Instead of replacing human creativity, this system enhances it. It empowers developers to rapidly prototype and populate game worlds with compelling quest content, freeing up time for polish, iteration, and narrative refinement. The project also incorporates an automated evaluation pipeline that assesses the output quality using metrics like clarity, engagement, and creativity, ensuring consistent and meaningful player experiences.

This procedural generation tool exemplifies the potential of AI-assisted game development, offering a scalable and customizable solution for teams seeking to expand their narrative scope without expanding their production overhead.

Assets Used

Project Report

This project report provides a comprehensive breakdown of the system’s architecture, development process, evaluation methodology, and technical decisions made throughout production. If you're interested in the full academic write-up, you can download it below.
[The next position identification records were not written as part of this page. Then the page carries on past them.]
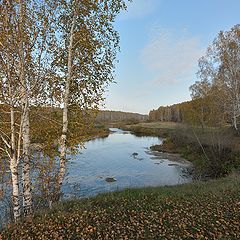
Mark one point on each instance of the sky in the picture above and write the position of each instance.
(161, 42)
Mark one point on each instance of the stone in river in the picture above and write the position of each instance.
(110, 179)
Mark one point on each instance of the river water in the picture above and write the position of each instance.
(123, 158)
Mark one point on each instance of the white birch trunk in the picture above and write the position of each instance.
(27, 197)
(63, 140)
(14, 169)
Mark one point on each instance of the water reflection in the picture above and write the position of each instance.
(124, 157)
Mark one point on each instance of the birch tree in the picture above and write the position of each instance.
(24, 44)
(86, 58)
(10, 138)
(220, 67)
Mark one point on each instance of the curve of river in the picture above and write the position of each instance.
(125, 160)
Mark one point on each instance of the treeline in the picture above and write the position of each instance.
(216, 95)
(173, 113)
(118, 116)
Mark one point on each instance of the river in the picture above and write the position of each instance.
(125, 160)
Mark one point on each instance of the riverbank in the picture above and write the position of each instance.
(214, 152)
(201, 210)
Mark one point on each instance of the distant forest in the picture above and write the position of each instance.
(115, 116)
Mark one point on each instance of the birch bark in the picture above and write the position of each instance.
(63, 140)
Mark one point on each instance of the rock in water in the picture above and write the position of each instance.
(110, 180)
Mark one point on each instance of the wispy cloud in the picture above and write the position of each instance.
(171, 56)
(140, 8)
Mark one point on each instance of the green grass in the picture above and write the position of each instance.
(201, 210)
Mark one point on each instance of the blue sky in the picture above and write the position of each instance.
(161, 41)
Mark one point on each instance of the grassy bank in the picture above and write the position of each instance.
(214, 152)
(202, 210)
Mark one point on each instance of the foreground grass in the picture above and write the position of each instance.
(203, 210)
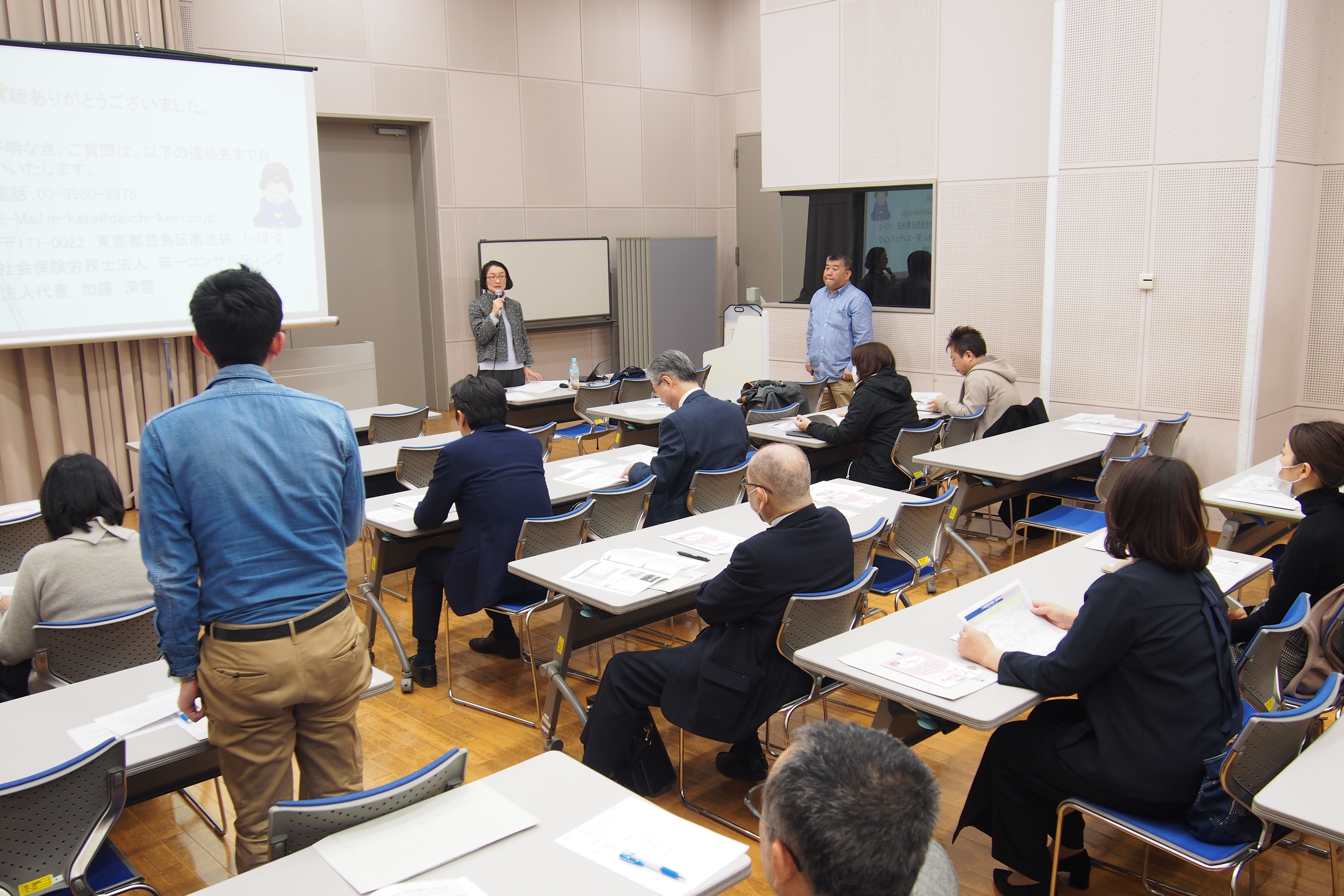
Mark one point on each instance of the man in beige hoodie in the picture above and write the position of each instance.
(990, 383)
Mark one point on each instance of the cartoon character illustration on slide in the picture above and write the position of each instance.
(277, 209)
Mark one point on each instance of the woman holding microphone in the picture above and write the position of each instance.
(502, 349)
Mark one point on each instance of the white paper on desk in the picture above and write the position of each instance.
(1007, 618)
(638, 827)
(706, 539)
(923, 671)
(413, 840)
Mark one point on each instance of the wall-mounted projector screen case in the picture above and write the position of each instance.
(556, 280)
(131, 175)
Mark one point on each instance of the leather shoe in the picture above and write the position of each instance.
(753, 769)
(490, 644)
(424, 676)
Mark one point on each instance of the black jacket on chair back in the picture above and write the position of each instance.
(733, 676)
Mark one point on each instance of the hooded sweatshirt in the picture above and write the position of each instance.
(881, 407)
(991, 386)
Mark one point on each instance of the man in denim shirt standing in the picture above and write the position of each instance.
(249, 495)
(839, 318)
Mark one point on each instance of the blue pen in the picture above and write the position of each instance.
(636, 860)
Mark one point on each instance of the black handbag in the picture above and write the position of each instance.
(646, 766)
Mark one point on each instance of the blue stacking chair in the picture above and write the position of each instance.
(298, 824)
(917, 539)
(1074, 520)
(54, 828)
(1265, 746)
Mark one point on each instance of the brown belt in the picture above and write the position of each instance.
(281, 629)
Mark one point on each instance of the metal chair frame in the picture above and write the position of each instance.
(808, 620)
(580, 519)
(398, 422)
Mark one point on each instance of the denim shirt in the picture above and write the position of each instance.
(836, 323)
(255, 489)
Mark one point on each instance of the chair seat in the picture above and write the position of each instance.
(894, 574)
(1066, 519)
(1175, 835)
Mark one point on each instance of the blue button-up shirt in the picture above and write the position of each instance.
(836, 323)
(255, 491)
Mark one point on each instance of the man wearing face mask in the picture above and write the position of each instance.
(1311, 471)
(728, 682)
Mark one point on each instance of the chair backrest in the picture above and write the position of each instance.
(910, 442)
(1257, 671)
(959, 430)
(717, 489)
(19, 538)
(394, 428)
(635, 389)
(1269, 742)
(812, 391)
(1111, 472)
(69, 652)
(812, 618)
(298, 824)
(1162, 441)
(766, 417)
(545, 434)
(866, 546)
(53, 824)
(546, 534)
(416, 465)
(620, 511)
(916, 535)
(589, 397)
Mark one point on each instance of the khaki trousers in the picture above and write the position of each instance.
(836, 394)
(271, 700)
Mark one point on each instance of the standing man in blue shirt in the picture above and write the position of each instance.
(839, 318)
(249, 495)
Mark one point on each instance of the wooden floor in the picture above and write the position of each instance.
(178, 853)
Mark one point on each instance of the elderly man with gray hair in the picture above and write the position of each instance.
(701, 434)
(726, 683)
(850, 811)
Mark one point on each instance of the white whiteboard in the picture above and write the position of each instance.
(556, 279)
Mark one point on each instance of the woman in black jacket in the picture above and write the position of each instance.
(881, 407)
(1311, 469)
(1148, 656)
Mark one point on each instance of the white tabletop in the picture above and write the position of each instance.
(359, 416)
(557, 790)
(1061, 575)
(382, 457)
(46, 717)
(1299, 796)
(1021, 455)
(561, 494)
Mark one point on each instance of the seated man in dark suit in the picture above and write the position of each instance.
(701, 434)
(728, 682)
(494, 475)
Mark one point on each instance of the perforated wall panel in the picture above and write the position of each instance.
(1323, 381)
(1203, 245)
(991, 267)
(553, 141)
(326, 29)
(1304, 80)
(1111, 68)
(893, 107)
(482, 36)
(668, 124)
(612, 42)
(1100, 256)
(400, 90)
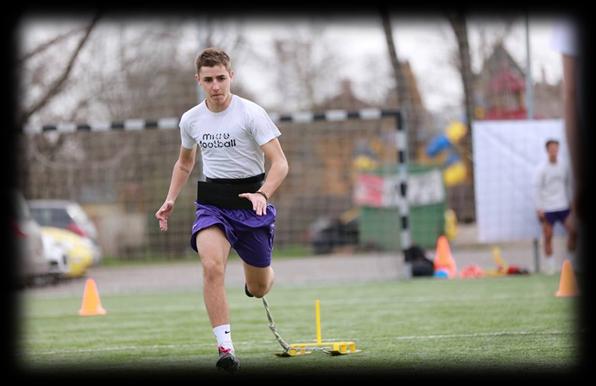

Download pdf Download docx

Key Features & Capabilities

The system is designed to bring powerful narrative tools into the hands of game developers, especially those working on limited budgets or smaller teams. By integrating large language models into the development workflow, it offers a streamlined solution for generating quest content that is both dynamic and richly detailed. Key capabilities include:

🧠 Procedural Quest Generation Using LLMs

At the core of the system is an AI-driven quest generation engine powered by large language models like Llama3.1, Gemma2, and Mistral-Nemo. These models generate narrative content—including quest descriptions, objectives, and rewards—based on customizable prompts and context data.

🎮 Seamless Unity Integration

The tool is implemented as a Unity Editor extension, enabling in-engine quest creation via intuitive editor windows. Developers can generate and visualize quests, dialogue, NPCs, and items directly within Unity, complete with automatic asset creation and serialization using ScriptableObjects and prefabs.

🗣️ Procedural Dialogue and Character Generation

Beyond quests, the system also supports the procedural generation of dialogue trees and NPC profiles. Dialogues are context-aware and linked to quest objectives, ensuring coherence between gameplay and narrative. NPCs are equipped with dialogue, behaviors, and interactions tailored to their role in the quest.

🧩 Modular Python Backend (Campbell-Quest)

The backend system is built in Python using LangChain and Ollama, with a focus on modularity, clarity, and local deployment. This ensures fast execution and avoids dependency on cloud services, making the system efficient and privacy-friendly.

🔍 Evaluation and Iteration Pipeline

An integrated evaluation system powered by LangSmith and GPT-4 Turbo allows for automated assessment of generated quests based on key metrics such as conciseness, coherence, engagement, creativity, and narrative complexity. This enables fast iteration and benchmarking across different models.

🛠️ Customizability and Extensibility

Developers can tailor quest generation using configurable input fields (prompts, characters, settings, items, and rewards). The modular architecture allows for easy expansion of features, such as adding new quest templates, item types, or NPC behaviors.

⚡ Local Deployment and Efficiency

The system is optimized for local execution, minimizing latency and eliminating internet dependency. Among the supported models, Llama3.1 offers the best balance of speed and coherence, making it ideal for rapid prototyping.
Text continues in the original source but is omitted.